When T.C. Williams Senior Ibrahim Bangura leaned into the tape as he approached the finish line at the F.I.T Meet in Prince George’s County, he felt good about the win but had no idea just how good a win it was. When his time appeared on the board he had set the number one time in the U.S. for the day in the event. Water exploded from his mouth as he popped to his feet and repeatedly ran the numbers through his head: 55 meters in 6.37 seconds.
Ibrahim was well into eighth grade when T.C. Williams Track and Field Coach Michael Hughes spotted him on the track and encouraged him to join the T.C. track and field team. With the season nearly over he didn’t get much running in, but he enjoyed the banter and antics with the Lyles brothers. Noah and Josephus turned pro after graduating from T.C. in 2016. Once the initial intimidation wore off, the brothers would become mentors to Ibrahim, both on and off the track.
It was when Ibrahim raced beside Noah in the 100 meters at a regional competition that he realized his potential, earning his personal best and embracing himself as a runner.
At T.C. Williams, the Lyles brothers taught me and other young runners how to maintain a positive mindset, to encourage and support fellow runners, to be humble, and to be a team player and leader.
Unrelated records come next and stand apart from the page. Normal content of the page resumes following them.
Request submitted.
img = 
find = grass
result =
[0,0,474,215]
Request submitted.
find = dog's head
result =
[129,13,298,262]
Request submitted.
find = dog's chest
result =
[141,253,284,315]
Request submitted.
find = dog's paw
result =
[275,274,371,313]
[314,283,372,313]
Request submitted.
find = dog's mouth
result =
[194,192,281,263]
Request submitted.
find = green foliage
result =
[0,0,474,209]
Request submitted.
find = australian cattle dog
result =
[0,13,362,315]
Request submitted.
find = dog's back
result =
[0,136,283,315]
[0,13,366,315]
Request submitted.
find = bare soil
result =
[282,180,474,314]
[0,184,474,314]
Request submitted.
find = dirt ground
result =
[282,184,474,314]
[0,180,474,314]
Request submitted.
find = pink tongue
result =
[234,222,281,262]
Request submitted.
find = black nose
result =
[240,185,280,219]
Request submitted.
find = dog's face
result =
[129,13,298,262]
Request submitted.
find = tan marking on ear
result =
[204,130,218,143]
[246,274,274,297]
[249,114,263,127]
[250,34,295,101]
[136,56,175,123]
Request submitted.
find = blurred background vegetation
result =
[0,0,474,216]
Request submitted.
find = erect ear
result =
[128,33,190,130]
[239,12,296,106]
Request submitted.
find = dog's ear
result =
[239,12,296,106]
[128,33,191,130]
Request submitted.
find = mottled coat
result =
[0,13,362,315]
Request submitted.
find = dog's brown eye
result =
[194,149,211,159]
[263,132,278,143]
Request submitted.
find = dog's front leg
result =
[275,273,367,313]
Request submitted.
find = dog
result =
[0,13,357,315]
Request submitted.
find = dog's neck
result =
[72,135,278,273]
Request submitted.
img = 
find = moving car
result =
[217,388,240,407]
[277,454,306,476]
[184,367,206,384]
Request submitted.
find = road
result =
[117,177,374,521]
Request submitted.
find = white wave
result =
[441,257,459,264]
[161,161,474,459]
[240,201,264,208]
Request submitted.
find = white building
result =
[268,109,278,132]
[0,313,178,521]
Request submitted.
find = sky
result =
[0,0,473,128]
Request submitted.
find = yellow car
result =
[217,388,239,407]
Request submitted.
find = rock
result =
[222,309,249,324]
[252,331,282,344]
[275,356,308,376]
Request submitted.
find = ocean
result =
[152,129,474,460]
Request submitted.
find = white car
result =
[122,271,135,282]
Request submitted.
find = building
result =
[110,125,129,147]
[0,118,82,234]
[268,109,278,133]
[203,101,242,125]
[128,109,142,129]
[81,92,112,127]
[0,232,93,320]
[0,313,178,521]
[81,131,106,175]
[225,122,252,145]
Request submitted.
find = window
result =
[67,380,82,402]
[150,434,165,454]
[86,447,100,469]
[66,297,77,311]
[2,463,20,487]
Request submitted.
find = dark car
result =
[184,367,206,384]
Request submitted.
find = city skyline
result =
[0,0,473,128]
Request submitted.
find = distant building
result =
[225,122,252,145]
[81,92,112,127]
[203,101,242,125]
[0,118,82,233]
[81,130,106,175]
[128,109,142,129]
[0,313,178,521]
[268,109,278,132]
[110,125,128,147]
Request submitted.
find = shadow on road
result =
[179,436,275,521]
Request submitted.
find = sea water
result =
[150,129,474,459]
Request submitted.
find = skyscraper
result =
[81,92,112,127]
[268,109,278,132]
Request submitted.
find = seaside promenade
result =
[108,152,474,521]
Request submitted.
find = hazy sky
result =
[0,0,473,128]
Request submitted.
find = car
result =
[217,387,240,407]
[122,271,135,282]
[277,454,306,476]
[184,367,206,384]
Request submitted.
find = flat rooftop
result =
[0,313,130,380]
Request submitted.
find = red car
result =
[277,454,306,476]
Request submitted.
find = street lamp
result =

It’s something older runners pass down to the freshman to lift them up,” said Ibrahim.
Ibrahim was a first grader when he figured out that he was good at running. His mom, who also ran track in school, saw it, too. He signed on with the track and field program through the recreation department where he tallied up the laps throughout his years at William Ramsay Elementary School and Francis C. Hammond Middle School.
Ibrahim is a naturally powerful athlete and bright student with a really positive attitude. He just keeps pushing through, even when things don’t go as expected. He’s a playful and happy-go-lucky guy who was selected to be a team captain by his teammates. As a high performer, his wins lift the whole team. When you have a really strong athlete, others tend to want to raise their game,” said Coach Hughes.
Ibrahim’s investment of time in track means staying after school to do homework and meet with teachers before heading to the locker room. He puts in two to three hours of practice each day and goes to meets on the weekends. He has his eyes set on studying computer science in college and competing in track and field at the college level. An All Met Honorable Mention last year, Ibrahim and his coach are confident that a strong spring season will create more opportunities. Ibrahim will be ready to make a decision and take it to the next level when that time comes.